On the morning of June 6th, 19-year-old Arthur Germain arrived at the rural town of Source-Seine, in between two national forests in northeast France, and said goodbye to his girlfriend, his parents, the town’s mayor, some journalists, and a small group of onlookers as a guitar player strummed a classically French song in the background. Then Germain disappeared into a grove of sycamores and began looking for water. He was embarking on a journey that had, to his knowledge, never been attempted, much less completed: swimming the entire length of the Seine River, all 480 miles of it, from where it begins as little more than a trickling creek just north of Burgundy all the way to the coastal town of Le Havre, in Normandy, where it meets the Atlantic.
By Germain’s estimation, if he could maintain an average of 10 miles a day, he would need just over 50 days to complete the journey. But his lithe, 5-foot-8, 138-pound frame wouldn’t just be pulling his own weight.

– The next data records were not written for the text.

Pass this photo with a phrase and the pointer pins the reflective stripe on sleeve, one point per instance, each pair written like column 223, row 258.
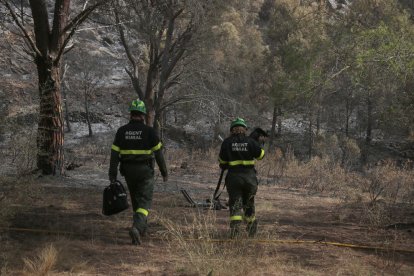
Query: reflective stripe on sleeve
column 241, row 162
column 157, row 147
column 142, row 211
column 136, row 152
column 222, row 161
column 115, row 148
column 233, row 218
column 261, row 155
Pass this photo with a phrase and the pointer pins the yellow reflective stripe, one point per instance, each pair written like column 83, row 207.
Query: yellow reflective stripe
column 236, row 218
column 222, row 161
column 157, row 147
column 241, row 162
column 142, row 211
column 261, row 155
column 137, row 152
column 250, row 219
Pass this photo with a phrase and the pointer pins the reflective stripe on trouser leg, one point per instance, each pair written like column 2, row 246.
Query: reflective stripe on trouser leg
column 236, row 218
column 250, row 219
column 142, row 211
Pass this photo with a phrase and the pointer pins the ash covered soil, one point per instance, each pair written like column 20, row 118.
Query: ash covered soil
column 65, row 212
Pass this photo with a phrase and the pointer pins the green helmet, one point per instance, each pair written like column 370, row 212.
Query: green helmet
column 238, row 122
column 138, row 105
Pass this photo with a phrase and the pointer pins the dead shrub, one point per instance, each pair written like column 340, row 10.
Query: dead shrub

He wanted to be completely autonomous during the undertaking, so he planned to swim with a rope around his waist tied to an inflatable kayak full of provisions: a GoPro, a tent, a solar charging station, a hammock, three pounds of trail mix, powdered sweet potato curry, and canned sardines, to name a few. There were also keepsakes: copies of Jean-Jacques Rousseau’s Reveries of a Solitary Walker and Kahil Gibran’s The Prophet and a mini Book of Psalms his mother had given him for protection. In total, the load added up to nearly twice his body weight.
The first few days saw him walking 18 miles over rocks and uneven dirt roads while pulling his kayak behind him. The wheels on his makeshift trailer broke almost immediately as he traipsed through wide open fields and dense forests. Then, when the river was finally deep enough for him to properly wade through, he found the waters were wild with fallen trees, strong currents, and the occasional rapid. “I had to lift the kayak above trees and sometimes had to cut them with a machete,” he told me on an afternoon in late July, when we met at a midpoint on his journey, a two-hour drive southeast of Paris. “It was like, ‘Boom!’ Imagine a rapid with a big tree in front of you and you’ve also got this kayak full of stuff.”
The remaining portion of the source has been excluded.